Volvamos a las piedras: son vestigios algunas, construcciones colosales otras, la mayoría erosionadas por la lluvia y los años, también por las manos y los besos del pueblo creyente, así como por la humana necesidad de llevarse algo entre los pliegues de la ropa: un recuerdo que, si se suman por los siglos transcurridos, pesan toneladas de fe concreta y sensible, tan necesaria en una cultura de la abstracción, de lo pulcro y aséptico, del minimalismo y la blancura.
«Gritarían las piedras» por la fe de siglos, por la búsqueda de sentido y confirmación del claroscuro de nuestra fe. Me atrevo a pensar que, aunque no hubiesen dogmas o arqueología, las piedras hablarían, contarían, gritarían todo lo vivido, lo presenciado, lo recibido en pisadas, plegarias, golpes, encuentros, vida y amor compartidos. Cada lugar ha sido levantado sobre esas piedras y cada etapa histórica ha buscado acercarse al origen. Esas piedras susurran, hablan , dialogan y, si es necesario, gritan, porque en ellas y sobre ellas se ha escrito la historia de nuestra salvación. Pretender esconderlas o destruirlas, sólo aumentaría su misión: comunicar lo que han vivido.

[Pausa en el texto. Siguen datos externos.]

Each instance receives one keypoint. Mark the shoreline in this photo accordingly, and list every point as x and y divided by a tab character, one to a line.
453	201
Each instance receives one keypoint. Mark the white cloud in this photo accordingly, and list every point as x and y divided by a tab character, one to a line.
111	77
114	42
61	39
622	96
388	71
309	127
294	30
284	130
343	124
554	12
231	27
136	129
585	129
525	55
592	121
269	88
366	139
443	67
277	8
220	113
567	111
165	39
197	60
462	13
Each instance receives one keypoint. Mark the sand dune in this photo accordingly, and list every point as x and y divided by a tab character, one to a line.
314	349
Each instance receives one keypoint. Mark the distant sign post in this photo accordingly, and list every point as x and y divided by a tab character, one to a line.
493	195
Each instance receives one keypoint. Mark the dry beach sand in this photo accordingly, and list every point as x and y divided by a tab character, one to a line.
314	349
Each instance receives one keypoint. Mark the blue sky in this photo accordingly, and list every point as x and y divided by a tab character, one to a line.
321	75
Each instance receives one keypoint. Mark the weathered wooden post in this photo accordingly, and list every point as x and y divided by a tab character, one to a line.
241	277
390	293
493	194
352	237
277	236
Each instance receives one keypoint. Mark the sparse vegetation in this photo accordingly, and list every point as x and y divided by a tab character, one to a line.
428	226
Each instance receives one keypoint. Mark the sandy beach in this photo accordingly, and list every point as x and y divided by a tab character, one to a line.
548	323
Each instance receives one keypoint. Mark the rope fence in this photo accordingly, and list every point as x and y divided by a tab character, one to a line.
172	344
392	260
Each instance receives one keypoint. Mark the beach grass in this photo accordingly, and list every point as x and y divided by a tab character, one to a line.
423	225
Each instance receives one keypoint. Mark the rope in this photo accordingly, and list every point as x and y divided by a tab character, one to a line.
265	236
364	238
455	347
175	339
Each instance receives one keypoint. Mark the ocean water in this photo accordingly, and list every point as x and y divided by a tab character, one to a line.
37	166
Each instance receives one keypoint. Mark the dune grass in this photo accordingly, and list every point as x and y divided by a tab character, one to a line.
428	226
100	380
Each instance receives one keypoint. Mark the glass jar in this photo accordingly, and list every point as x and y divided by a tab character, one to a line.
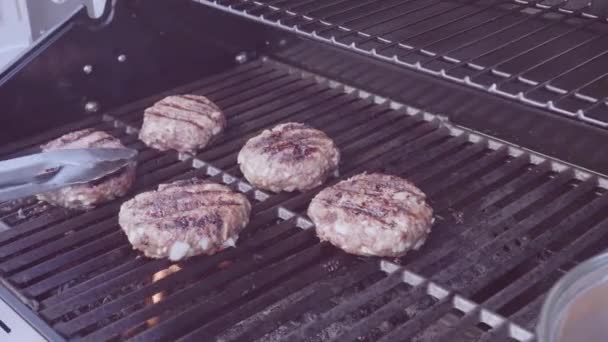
576	308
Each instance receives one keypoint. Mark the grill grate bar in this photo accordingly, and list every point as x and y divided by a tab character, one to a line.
308	294
251	282
410	50
351	304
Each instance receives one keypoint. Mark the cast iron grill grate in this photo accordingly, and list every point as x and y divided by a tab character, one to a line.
550	54
508	224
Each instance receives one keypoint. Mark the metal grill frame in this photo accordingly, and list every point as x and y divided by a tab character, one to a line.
296	22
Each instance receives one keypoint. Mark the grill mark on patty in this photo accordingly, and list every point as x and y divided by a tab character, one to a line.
389	203
204	112
211	220
357	210
101	142
167	205
383	186
162	115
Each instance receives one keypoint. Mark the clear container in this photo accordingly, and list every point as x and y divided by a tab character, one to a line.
576	308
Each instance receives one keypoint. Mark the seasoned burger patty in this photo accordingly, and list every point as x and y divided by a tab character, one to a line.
87	196
287	157
372	214
184	218
184	123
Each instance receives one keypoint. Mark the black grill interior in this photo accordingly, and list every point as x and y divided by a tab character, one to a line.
506	229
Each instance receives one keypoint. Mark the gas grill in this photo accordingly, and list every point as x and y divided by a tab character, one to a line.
495	109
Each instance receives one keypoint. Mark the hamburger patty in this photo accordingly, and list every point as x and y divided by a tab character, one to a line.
287	157
184	218
184	123
372	214
87	196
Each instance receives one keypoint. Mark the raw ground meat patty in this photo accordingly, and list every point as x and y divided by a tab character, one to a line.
185	123
87	196
184	218
372	214
288	157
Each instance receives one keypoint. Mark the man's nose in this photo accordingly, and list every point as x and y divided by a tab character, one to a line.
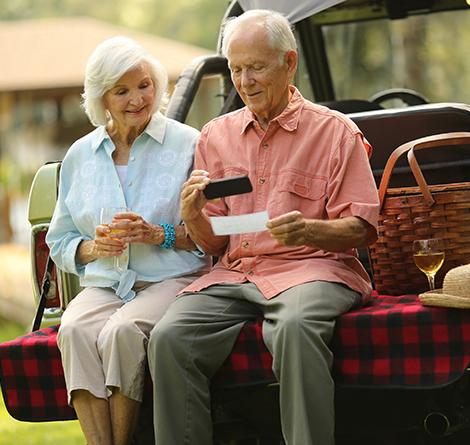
247	77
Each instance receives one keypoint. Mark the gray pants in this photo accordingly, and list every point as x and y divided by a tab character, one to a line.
198	332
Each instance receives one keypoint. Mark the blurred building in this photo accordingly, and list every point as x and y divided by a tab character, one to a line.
42	66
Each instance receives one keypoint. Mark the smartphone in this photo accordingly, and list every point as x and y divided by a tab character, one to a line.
235	185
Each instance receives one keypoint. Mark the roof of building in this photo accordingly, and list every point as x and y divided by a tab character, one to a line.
52	53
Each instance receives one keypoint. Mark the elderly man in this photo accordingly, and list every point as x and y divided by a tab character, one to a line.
310	172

En muchos de los lugares santos vivimos de la fe en esas piedras, testigos de los misterios, las vivencias y manifestaciones de nuestra fe. Un sólo ejemplo: la piedra del Santo Sepulcro, basta entrar en ese mínimo sitio, arrodillarse, tocar, palpar, besar y abrazar esa piedra, para experimentar la certeza pascual: es una piedra testigo del hecho mismo, pero también testigo de la fe pascual de siglos de peregrinos.
¿Cuántas veces pasamos de largo ante las piedras que constituyen nuestra historia? incluso desechamos vestigios y quisiéramos todo nuevo para sentir que las cosas dependen sólo y exclusivamente de nosotros. Es destructivo, ingenuo, pensar que podemos hacer todo nuevo arrasando con todo lo anterior. La fe en las piedras reconoce el valor del pasado sobre el cual nos paramos y desde el cual, también, se edifica el futuro.
Por supuesto que hay realidades que necesitan cambiar, complementarse, renovarse, pero no ayuda el arrasar con todo como si la historia comenzara con nosotros. En Tierra Santa, como ha sucedido también en nuestras ciudades coloniales levantadas sobre los vestigios de los ancestros y pueblos originarios, esas primeras piedras son el sustento para lo que se construye después, incluso sobre ellas. Olvidarlas o destruirlas sólo nos ha empobrecido en nuestra visión de la vida. En ese sentido, no podemos pasar por alto la pedagogía divina: Jesús que «hizo nuevas todas las cosas», lo hizo sobre el sustento de profecías y una prehistoria que anunciaba su novedad.
Aprender a valorar la historia, el paso de los antepasados, el grito de los que nos precedieron, sus alegrías y penas, anhelos y necesidades, sus conquistas y procesos, incluso sus errores y faltas, constituye un gran desafío. La tentación de no escuchar, de no aprender, de partir todo de nuevo y nuevo, nos seduce con la pretensión de la omnipotencia. Si dejamos hablar a las piedras en personas, acontecimientos, vivencias y tradiciones (lo que llamaríamos cultura), construiríamos sobre fundamento firme: sobre la fe de los que nos han precedido, incluso dando su vida por lo que venía.